Aus diesem Grund sei er für ein verbindliches, staatliches Tierwohl-Label. Weil äußerte hier scharfe Kritik in Richtung von Bundesagrarministerin Julia Klöckner (CDU): «Die Bundesregierung redet sich da mit Hinweisen auf die EU aus der Verantwortung raus - aber ich habe nicht wahrgenommen, dass sie irgendwelche größeren Aktivitäten in Richtung Brüssel oder anderer Mitgliedsländer entwickelt hätte.»
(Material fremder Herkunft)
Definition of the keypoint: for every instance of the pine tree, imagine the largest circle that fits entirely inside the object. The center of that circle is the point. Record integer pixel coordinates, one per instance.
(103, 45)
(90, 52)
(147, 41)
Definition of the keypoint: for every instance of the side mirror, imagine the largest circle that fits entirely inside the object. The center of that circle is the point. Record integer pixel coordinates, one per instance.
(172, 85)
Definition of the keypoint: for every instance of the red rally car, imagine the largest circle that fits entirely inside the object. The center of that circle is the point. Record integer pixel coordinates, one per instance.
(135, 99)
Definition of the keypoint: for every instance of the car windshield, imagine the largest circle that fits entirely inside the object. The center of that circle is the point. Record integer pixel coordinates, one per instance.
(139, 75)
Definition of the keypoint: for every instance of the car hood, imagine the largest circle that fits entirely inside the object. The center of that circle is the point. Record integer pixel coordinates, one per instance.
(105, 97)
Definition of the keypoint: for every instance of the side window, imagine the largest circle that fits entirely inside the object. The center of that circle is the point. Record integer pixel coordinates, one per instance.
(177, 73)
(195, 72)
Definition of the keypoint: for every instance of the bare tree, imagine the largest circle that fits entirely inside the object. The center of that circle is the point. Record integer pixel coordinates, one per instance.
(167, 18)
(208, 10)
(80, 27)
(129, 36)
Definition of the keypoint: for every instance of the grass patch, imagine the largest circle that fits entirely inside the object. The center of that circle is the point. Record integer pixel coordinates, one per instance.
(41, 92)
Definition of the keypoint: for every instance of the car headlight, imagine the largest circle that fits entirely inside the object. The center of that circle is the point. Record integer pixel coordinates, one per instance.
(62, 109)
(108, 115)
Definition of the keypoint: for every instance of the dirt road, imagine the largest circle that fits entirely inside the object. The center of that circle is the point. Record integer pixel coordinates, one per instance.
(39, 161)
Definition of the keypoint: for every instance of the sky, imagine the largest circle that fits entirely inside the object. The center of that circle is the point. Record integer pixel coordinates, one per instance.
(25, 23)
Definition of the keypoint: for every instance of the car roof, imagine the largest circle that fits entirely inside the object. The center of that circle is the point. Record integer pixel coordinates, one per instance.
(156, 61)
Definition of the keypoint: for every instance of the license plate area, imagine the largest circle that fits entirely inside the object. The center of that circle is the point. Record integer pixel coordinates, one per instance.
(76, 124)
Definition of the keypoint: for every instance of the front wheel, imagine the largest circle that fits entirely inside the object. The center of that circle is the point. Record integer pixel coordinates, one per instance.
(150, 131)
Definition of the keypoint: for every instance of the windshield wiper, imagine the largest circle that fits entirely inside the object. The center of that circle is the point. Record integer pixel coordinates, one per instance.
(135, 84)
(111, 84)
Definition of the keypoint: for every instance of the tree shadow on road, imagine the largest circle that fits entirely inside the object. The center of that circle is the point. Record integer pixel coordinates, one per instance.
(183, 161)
Klöckner teilte am Sonntag mit, sie begrüße, dass sich jetzt auch die SPD in Teilen für die Landwirtschaft interessiere. Sie forderte Weil auf, dafür zu sorgen, dass die SPD im Bundestag ihre Blockade gegen das Baugesetzbuch und das Tierwohlkennzeichen aufgebe, welche den Bauern den Umbau zu Tierwohlställen und die bessere Kennzeichnung von tierwohlgerechten Produkten ermögliche. Sie erwarte auch, dass ihr Gesetzentwurf gegen unlautere Handelspraktiken im Parlament von der SPD nicht auf die lange Bank geschoben wird.

Auch Niedersachsens neuer Bauernpräsident Holger Hennies unterstützt den Protest der Landwirte gegen die Preispolitik des Einzelhandels. «Die Aktionen zeigen, dass zum einem die Märkte aus dem Ruder gelaufen sind und zum anderen die Landwirte dem ständig steigenden Regelungsdruck nicht mehr standhalten können», sagte Hennies. Er forderte den Einzelhandel dazu auf, die aus Sicht der Bauern unfairen Handelspraktiken zu beenden.

Es müssten Verhandlungen auf Augenhöhe über die Gestaltung der Lebensmittelpreise möglich sein. «Wir fordern ein eindeutiges Bekenntnis zu Produkten, die nach deutschem Standard produziert wurden - das gilt auch für verarbeitete Produkte», sagte Hennies. Außerdem müsse das Schwarze-Peter-Spiel zwischen Politik und Lebensmittel-Einzelhandel aufhören.

Erst vor wenigen Tagen hatten Landwirte mit Hunderten Traktoren längere Zeit Aldi-Lager in Niedersachsen blockiert. Hintergrund der Proteste war eine angekündigte Senkung der Butterpreise. Aldi kündigte weitere Gespräche an, einen Tag vor Silvester beendeten die Landwirte ihre Blockaden dann.

Weil als Regierungschef des Agrarlandes Niedersachsen sieht die neue Landwirtschaftspolitik der Europäischen Union mit einem größeren Finanzierungsanteil für Öko-Projekte grundsätzlich positiv. «Die neuen Umweltvorgaben sind ein weiterer Anreiz für den Umbau der Landwirtschaft», sagte Weil. «Wir sind bei uns mit dem «Niedersächsischen Weg» auch schon einen großen Schritt vorangekommen: Naturschutz, Landwirtschaft und Politik haben gemeinsame Positionen erarbeitet, obwohl wir von völlig unterschiedlichen Interessen her kamen.»

Dass Betriebe etwa bei mehr Landschaftsschutz und weiteren Umweltleistungen anteilig mehr Geld bekommen sollen, hält Weil für richtig. «Die Landwirtschaft wird für öffentliche Aufgaben in die Pflicht genommen - dass sie dafür auch Entgelte einfordert, ist völlig verständlich.»

Für viele Bauern sei die «Sandwich-Situation» zwischen steigenden Erwartungen und Behauptung auf dem Weltmarkt schwierig. «Sie sind Adressaten von immer größeren Forderungen - Tierschutz, Gewässerschutz, Umweltschutz, Verbraucherschutz, Artenschutz -, andererseits aber auch Teilnehmer an einem großen internationalen Markt. Dort ist der Preis das knallharte Kriterium. Deshalb müssen wir der Landwirtschaft helfen, ansonsten überfordern wir sie.»